Parents of picture-book readers needn’t leave home to enjoy story time with their children. This week, Barnes & Noble.com debuted its Online Storytime program, videos featuring pan-and-scan filming of picture books accompanied by readings by authors or celebrities. A new Online Storytime entry will be added to the site on the first Tuesday of each month. The inaugural offering features Jane O’Connor narrating her Fancy Nancy: Bonjour, Butterfly (HarperCollins) along with displays of Robin Preiss Glasser’s illustrations.

Rachel Jarrett, director of kids and lifestyle products for Barnes & Noble.com, explains that Online Storytime was created “to give our customers the same great experience online that they have with their children at our in-store B&N Storytimes. That is a magical experience, and we wanted to capture some of that magic and make it available 24 hours a day.”

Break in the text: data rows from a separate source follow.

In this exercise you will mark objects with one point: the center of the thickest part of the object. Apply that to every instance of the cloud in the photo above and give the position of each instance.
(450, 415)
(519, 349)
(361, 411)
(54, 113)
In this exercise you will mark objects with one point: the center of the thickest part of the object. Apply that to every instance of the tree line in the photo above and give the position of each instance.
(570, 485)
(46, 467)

The titles spotlighted on the site are selected by collaborative effort among Jarrett, members of her department, and production staffers who create the videos. Jarrett calls Fancy Nancy: Bonjour Butterfly “a perfect story for the program’s launch, since it has a springtime theme, is fun and entertaining, and its artwork is so beautiful—it almost tells the story on its own.”

She notes that Fancy Nancy is among B&N’s most popular picture-book series, as is Jon Scieszka’s Trucktown, which is the second Online Storytime selection. Beginning on July 6, visitors to the site can listen to the author reading his Smash! Crash! (Simon & Schuster) and watch Jack Truck and Dump Truck Dan smashing and crashing in illustrations created by David Shannon, Loren Long, and David Gordon.

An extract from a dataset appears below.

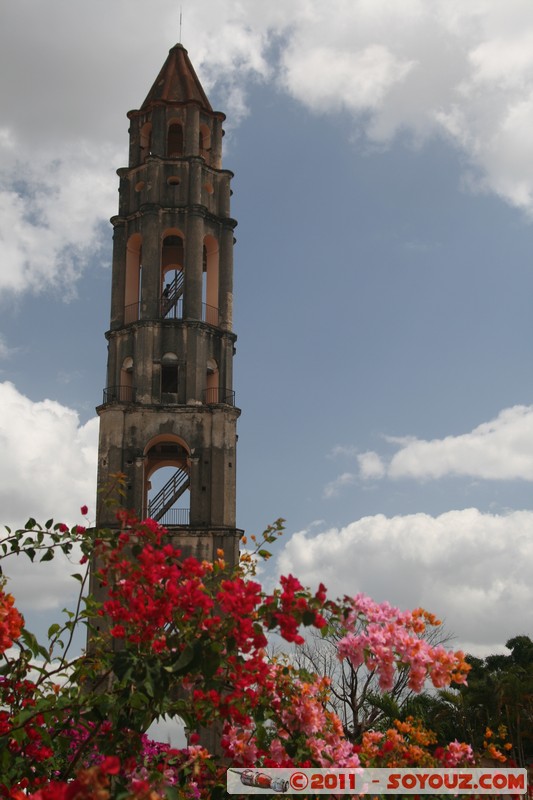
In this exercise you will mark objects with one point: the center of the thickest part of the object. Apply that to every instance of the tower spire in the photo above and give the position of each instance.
(168, 417)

For a limited time, those accessing the Online Storytime site will receive a 45% discount on Fancy Nancy books and toys. Similar promotions will be offered in conjunction with subsequent books featured on the site, though Jarrett notes that the terms and length of the promotions are “not set in stone.”

“At the end of the day, the goal of both our in-store story times and Online Storytime is to encourage a love of reading in children,” says Jarrett. “It is great to be able to do this two ways.”